Bu âyet-i celilenin nüzul sebebi şudur: Peygamberimiz (sallallahü aleyhi ve sellem) Hudeybiye seferine çıkmadan önce, rüyasında sahabesiyle beraber Mekke'ye gelip Beytullahı tavaf ettiğini görür ve bunu mü’minlere nakleder. Mü’minler buna çok sevinir, münafıklar ise çok üzülür. Bir müddet sonra Allah Resulü, sahabesiyle Beytullah'ı ziyaret için yola çıkar, müşrikler bunları Mekke'ye sokmazlar ve meşhur Hudeybiye antlaşmasını yaparlar, Bunun üzerine münafıklar hemen faaliyete geçerek "Muhammed'in rüyası çıkmadı, eğer gerçek olsaydı müşrikler onları Beytullah'ı ziyaretten ve Mekke'ye girmekten men etmezlerdi" diyerek sevinirler. Onların sevincine mü’minler çok üzülür. Allahü teâlâ bu âyeti inzal ederek münafıkların iddiasını reddedip sevgili peygamberine şöyle buyurur: "Yemin olsun ki, Allah, Resulünün gördüğü rüyanın hak olduğunu tasdik etmiştir. Allah dilerse, siz güven içinde başlarınızı tıraş etmiş veya saçlarınızı kısaltmış olarak korkmadan Mescid-i Harama gireceksiniz. Allah sizin bilmediğinizi bilir. Bundan başka size yakın zamanda bir fetih verecektir. "Bu âyet ile Mekke'nin fethi Hazret-i Peygamber (sallallahü aleyhi ve sellem)'e müjdelenmiştir. Hudeybiye sulhünden bir müddet sonra Mekke fethedilmiştir.

28

"O'dur bütün dinlerden üstün kılmak üzere peygamberini hidayet ve bak din ile gönderen. Şahit olarak Allah yeter."

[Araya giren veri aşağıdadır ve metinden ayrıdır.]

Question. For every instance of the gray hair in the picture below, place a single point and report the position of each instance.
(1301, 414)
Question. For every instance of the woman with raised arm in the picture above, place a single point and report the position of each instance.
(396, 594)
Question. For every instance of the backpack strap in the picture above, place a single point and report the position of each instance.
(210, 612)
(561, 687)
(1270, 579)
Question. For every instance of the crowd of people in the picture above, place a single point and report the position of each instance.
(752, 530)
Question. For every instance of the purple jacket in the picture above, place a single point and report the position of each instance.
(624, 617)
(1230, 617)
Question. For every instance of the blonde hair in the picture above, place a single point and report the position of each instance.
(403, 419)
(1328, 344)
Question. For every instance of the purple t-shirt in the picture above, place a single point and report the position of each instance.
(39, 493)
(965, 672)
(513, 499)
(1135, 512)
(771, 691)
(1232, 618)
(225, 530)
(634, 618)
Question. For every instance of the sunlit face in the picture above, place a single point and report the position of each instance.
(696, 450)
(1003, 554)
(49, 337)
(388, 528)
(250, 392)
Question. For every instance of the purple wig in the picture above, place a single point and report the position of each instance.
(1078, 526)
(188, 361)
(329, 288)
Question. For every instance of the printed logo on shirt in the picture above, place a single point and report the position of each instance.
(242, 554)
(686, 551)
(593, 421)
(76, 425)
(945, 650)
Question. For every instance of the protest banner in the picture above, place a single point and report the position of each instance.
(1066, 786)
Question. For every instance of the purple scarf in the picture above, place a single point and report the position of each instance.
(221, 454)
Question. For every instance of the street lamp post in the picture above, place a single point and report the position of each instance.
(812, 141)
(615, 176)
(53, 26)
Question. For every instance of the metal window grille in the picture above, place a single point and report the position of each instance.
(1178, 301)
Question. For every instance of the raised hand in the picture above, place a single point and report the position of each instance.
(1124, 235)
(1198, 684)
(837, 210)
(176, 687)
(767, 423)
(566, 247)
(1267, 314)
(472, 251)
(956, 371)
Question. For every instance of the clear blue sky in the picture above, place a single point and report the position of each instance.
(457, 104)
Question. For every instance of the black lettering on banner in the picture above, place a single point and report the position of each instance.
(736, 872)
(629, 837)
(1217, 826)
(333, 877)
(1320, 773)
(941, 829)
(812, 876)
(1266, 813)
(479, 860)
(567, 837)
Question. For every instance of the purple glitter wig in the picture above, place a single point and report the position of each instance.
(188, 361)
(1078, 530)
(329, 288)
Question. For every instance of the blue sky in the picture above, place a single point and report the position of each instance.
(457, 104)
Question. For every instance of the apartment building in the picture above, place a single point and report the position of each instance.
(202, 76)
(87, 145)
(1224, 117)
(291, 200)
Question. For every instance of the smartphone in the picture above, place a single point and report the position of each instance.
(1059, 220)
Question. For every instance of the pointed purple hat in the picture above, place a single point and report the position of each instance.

Ey insanlar, bütün dinlerden üstün olan hak dinle peygamberini gönderen Allah'tır. O din insanlar için hidayet ve kurtuluştur. Allah katında İslâm dininden başka din yoktur. Ona tabi olanlar kurtuluşa, hidayete, saadete erip huzura kavuşmuşlar, uymayanlar ise helak olup gitmiştir. Şayet kâfirler Hazret-i Peygamberi kabul edip peygamber olduğuna inanmazlarsa, onun peygamber olduğuna şahit olarak Allah yeter. Hâlik-ı Mutlak bunu şöyle beyan ediyor; "O'dur bütün dinlerden üstün kılmak üzere peygamberini hidayet ve hak din ile gönderen. Şahit olarak Allah yeter."

29

"Muhammed Allah'ın Resulüdür. Beraberinde bulunanlar da kâfirlere karşı çetin, kendi aralarında merhametlidirler. Onları rükûa varırken, secde ederken görürsün. Allah'tan lütuf ve rıza isterler. Onlar yüzlerindeki secde izinden tanınırlar. İşte onların Tevrattaki vasıfları budur. İncil'de de şöyle vasıflandırılmışlardı: Onlar filizini yarıp çıkarmış gittikçe onu kuvvetlendirerek kalınlaşmış, gövdesi üzerine dikilmiş bir ekine benzerler ki, bu ekicilerin de hoşuna gider. Allah böylece onları çoğaltıp kuvvetlendirmekle kâfirleri öfkelendirir. Allah iman edip salih amelde bulunanlara hem mağfiret, hem de büyük bir mükâfat vaadetmiştir."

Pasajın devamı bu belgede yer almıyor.